Let us suppose the value of the given integral be I. So, we get equation as
$I=\int{{{\sin }^{3}}x{{\cos }^{3}}xdx}$ …………………………(i)
Now, we can rewrite the equation (i) as
$I=\int{{{\left( \sin x\cos x \right)}^{3}}dx}$
Multiply and divide by 2 inside the bracket of RHS part of the above equation, we get
$I=\int{\dfrac{{{\left( 2\sin x\cos x \right)}^{3}}}{{{\left( 2 \right)}^{3}}}dx}$
$\Rightarrow I=\dfrac{1}{8}\int{{{\left( 2\sin x\cos x \right)}^{3}}dx}$ ………………………(ii)

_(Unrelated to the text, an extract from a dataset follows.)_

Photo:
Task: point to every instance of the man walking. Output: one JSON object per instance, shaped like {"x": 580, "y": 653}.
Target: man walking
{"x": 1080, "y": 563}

Now, we know the trigonometric identity of $\sin 2x$ is given as
$\sin 2x=2\sin x\cos x$ ……………………………….(iii)
So, we can replace $2\sin x\cos x$ from the equation (iii) by $\sin 2x$ in the expression of equation (ii).
So, we get value of I as
$I=\dfrac{1}{8}\int{{{\left( \sin 2x \right)}^{3}}dx}$
$I=\dfrac{1}{8}\int{{{\sin }^{3}}2xdx}$ …...............................(iv)
As we know trigonometric identity of $\sin 3x$ can be given as
$\sin 3x=3\sin x-4{{\sin }^{3}}x$ ………………………..(v)
Now, put $x=2x$ to the equation (v), so, we get
$\sin 6x=3\sin 2x-4{{\sin }^{3}}2x$
Now, we can get value of ${{\sin }^{3}}2x$ as
$4{{\sin }^{3}}2x=3\sin 2x-\sin 6x$
$\Rightarrow {{\sin }^{3}}2x=\dfrac{3}{4}\sin 2x-\dfrac{1}{4}\sin 6x$ ………………………(vi)
Hence, using equation (vi), we can replace ${{\sin }^{3}}2x$ by $\dfrac{3}{4}\sin 2x-\dfrac{1}{4}\sin 6x$ . Hence, we get value of I as
$I=\dfrac{1}{8}\int{\left( \dfrac{3}{4}\sin 2x-\dfrac{1}{4}\sin 6x \right)dx}$
$I=\dfrac{3}{32}\int{\sin 2x-\dfrac{1}{32}\int{\sin 6x}dx}$
Now, we know $\int{\sin xdx=-\cos x}$
So, we get value of I as
$I=\dfrac{3}{32}\left( \dfrac{-\cos 2x}{2} \right)-\dfrac{1}{32}\left( \dfrac{-\cos 6x}{6} \right)+c$
$I=\dfrac{-3\cos 2x}{64}+\dfrac{\cos 6x}{192}+c$
Hence, we get $\int{{{\sin }^{3}}x{{\cos }^{3}}xdx}=\dfrac{-3\cos 2x}{64}+\dfrac{\cos 6x}{192}+c$

Note: Another approach for the problem would be that we can replace ${{\cos }^{3}}x$ and ${{\sin }^{3}}x$ by relations :-
${{\sin }^{3}}x=3\sin x-4{{\sin }^{3}}x$
${{\cos }^{3}}x=4{{\cos }^{3}}x-3\cos x$
And hence, multiply them and simplify it.
Always try to convert $\int{{{\sin }^{^{m}}}x{{\cos }^{n}}xdx}$ by $\sin 2x=2\sin x\cos x$ , if m and n are odd numbers and same, otherwise suppose ${{\tan }^{2}}x=t$ .